THE LANDMARK MORTGAGE SETTLEMENT. What kind of relief will it offer?

Provided by Kevin Nast    In: Mortgage Refinance

22 Mar 2012

Big news, but will it make a big difference? On February 9, the Justice Department announced it had struck a settlement approaching $26 billion with the major U.S. mortgage servicers. This is the biggest multi-state settlement of any kind since the Big Tobacco payout of 1998, with five big banks () agreeing to make amends for robo-signing and other consumer abuses. Other lenders may join them in the deal.1,2

While this is all well and good, Housing and Urban Development Secretary Shaun Donovan conceded to the press on February 9 that the accord “doesn’t solve everything.” Indeed, with trillions of household wealth lost in the foreclosure crisis, even a settlement of this magnitude can seem relatively puny.3

Just 9% of homeowners will have mortgages modified. About $10 billion of the settlement will be used to rework home loans, but if your mortgage is owned by Fannie Mae or Freddie Mac, you’re out of luck; those loans aren’t included in the deal. Therefore, only about 1 million homeowners will get loan modifications out of the 11 million with underwater mortgages nationwide. These 1 million borrowers could see principal reductions of up to $20,000.1,2,3

What about cash payouts? About 750,000 borrowers who lost homes to foreclosure are in line for some monetary compensation: about $2,000 in cash each. To qualify, you must have lost your home sometime between January 1, 2008 and December 31, 2011. These payments will be sent out by state governments.2

Here’s a breakdown of how the settlement funds will be distributed:

  • $10 billion for principal reductions on underwater mortgages
  • $7 billion for “other forms of relief” (unspecified; could include short sales, neighborhood blight reduction efforts and principal forbearance)
  • $4.25 billion to 49 states (all except Oklahoma, which reached its own settlement with the five big mortgage servicers)
  • $3 billion toward refis of underwater mortgages
  • $1 billion to the Federal Housing Administration
  • $750 million in cash to the U.S. government2

On top of that $26 billion, Bank of America will pay out another $1 billion to settle a separate federal investigation into mortgage fraud at Countrywide Financial, which it bought in 2008.2

The settlement amount could approach $45 billion if other major mortgage servicers sign on to the agreement. That could presently happen.1

When do you find out if relief is coming your way? It will likely take you from 6-9 months to determine if you are eligible for any benefits from the settlement. The federal government says you will get a claims form if you are eligible to get some money as a result of all this. If you have any doubts that the claims form will reach you at your current address, you are directed to contact your state attorney general’s office.2

To learn more, you can visit NationalMortgageSettlement.com, a new website providing yet more details.1

Kevin M. Nast is a financial advisor with Transamerica Financial Advisors, Inc. and may be reached at 248.347.1888 or www.Map2Finance.com.
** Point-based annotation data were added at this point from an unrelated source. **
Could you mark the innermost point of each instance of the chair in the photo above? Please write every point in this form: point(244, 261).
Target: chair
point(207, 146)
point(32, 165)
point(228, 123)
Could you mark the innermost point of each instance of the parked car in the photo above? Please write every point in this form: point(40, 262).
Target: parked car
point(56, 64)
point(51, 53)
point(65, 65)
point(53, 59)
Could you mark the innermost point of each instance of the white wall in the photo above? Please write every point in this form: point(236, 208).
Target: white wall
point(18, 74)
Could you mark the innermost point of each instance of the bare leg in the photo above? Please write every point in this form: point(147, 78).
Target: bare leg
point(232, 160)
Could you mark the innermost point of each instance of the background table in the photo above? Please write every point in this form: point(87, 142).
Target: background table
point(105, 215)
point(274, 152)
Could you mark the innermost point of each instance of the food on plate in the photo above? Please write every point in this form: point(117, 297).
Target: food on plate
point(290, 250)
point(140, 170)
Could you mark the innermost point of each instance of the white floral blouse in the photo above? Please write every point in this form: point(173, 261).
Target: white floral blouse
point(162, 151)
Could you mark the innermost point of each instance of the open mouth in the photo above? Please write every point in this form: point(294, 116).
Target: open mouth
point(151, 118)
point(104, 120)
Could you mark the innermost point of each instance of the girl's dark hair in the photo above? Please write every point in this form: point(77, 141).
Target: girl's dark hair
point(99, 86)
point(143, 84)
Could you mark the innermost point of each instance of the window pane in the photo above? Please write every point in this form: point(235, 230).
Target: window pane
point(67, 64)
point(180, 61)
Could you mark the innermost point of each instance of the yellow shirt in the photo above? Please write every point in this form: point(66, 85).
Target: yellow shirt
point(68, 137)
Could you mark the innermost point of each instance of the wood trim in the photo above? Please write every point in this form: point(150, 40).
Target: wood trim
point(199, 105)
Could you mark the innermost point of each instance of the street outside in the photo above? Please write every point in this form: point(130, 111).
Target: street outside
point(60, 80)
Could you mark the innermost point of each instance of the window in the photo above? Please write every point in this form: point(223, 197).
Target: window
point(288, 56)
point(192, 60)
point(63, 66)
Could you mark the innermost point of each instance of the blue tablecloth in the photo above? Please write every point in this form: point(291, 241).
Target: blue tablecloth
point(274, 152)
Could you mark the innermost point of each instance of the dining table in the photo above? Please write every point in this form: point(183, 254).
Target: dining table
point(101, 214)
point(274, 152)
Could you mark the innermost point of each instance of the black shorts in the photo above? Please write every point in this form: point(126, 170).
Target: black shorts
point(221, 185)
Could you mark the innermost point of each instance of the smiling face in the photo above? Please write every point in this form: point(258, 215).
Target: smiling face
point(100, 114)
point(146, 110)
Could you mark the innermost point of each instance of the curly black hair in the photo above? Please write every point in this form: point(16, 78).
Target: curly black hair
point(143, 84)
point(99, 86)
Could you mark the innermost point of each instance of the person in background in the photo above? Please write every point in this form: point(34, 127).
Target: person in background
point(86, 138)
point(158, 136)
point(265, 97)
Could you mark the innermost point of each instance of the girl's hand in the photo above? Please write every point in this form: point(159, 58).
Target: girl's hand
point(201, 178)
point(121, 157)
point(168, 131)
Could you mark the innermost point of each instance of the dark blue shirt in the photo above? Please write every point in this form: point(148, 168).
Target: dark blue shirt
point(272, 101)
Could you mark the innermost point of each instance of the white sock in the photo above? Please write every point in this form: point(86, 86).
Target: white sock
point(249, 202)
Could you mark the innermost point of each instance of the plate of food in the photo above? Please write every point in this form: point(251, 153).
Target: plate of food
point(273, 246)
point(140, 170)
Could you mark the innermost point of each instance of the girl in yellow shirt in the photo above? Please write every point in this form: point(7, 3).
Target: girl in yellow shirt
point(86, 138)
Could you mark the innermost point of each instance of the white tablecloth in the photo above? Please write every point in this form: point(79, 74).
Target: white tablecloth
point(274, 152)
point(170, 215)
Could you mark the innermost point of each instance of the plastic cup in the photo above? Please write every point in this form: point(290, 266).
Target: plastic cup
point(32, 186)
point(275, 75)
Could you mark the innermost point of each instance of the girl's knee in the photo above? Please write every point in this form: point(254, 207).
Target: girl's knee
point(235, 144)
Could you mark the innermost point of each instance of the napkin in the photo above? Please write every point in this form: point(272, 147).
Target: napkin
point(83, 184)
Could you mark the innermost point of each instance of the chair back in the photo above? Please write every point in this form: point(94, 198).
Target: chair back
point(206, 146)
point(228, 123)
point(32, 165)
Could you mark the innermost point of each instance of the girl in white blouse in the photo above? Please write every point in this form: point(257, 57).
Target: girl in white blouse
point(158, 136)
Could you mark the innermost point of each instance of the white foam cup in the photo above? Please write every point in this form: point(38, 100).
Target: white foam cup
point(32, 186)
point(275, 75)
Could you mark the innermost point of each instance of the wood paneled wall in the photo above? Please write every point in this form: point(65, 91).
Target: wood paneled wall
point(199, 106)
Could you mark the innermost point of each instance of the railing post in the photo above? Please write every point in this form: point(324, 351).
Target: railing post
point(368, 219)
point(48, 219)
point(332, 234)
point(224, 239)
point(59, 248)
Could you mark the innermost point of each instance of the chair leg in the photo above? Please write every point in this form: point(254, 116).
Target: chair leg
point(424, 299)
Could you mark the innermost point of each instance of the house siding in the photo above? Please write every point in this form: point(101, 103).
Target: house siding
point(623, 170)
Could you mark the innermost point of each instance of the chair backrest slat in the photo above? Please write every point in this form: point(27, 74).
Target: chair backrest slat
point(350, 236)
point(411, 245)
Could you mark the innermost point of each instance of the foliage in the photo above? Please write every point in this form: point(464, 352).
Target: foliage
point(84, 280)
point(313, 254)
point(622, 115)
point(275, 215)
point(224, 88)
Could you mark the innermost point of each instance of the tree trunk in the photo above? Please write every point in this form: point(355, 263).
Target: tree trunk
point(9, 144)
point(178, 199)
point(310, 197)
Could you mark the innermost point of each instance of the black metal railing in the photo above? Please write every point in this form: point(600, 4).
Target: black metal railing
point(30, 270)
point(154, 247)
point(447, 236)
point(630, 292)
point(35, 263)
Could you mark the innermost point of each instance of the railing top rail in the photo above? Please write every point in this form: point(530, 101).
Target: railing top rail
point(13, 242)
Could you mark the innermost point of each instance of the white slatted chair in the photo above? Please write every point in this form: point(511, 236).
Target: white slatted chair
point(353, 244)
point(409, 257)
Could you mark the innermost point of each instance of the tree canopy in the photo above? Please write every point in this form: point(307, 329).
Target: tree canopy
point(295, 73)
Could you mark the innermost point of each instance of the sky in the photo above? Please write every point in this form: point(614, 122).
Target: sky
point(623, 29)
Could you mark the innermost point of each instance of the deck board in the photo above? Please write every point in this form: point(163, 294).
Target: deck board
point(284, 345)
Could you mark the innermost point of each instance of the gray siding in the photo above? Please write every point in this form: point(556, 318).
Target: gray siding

This material was prepared by MarketingLibrary.Net Inc., and does not necessarily represent the views of the presenting party, nor their affiliates. Marketing Library.Net Inc. is not affiliated with any broker or brokerage firm that may be providing this information to you. All information is believed to be from reliable sources; however we make no representation as to its completeness or accuracy. Please note – investing involves risk, and past performance is no guarantee of future results. The publisher is not engaged in rendering legal, accounting or other professional services. If assistance is needed, the reader is advised to engage the services of a competent professional. This information should not be construed as investment, tax or legal advice and may not be relied on for the purpose of avoiding any Federal tax penalty. This is not a solicitation or a recommendation to purchase or sell any investment or insurance product or service, and should not be relied upon as such. All indices are unmanaged and are not illustrative of any particular investment.

LD42898-02/12

Citations.

1 – abcnews.go.com [2/9/12]

2 – www.thefiscaltimes.com [2/10/12]

3 – www.kansascity.com [2/10/12]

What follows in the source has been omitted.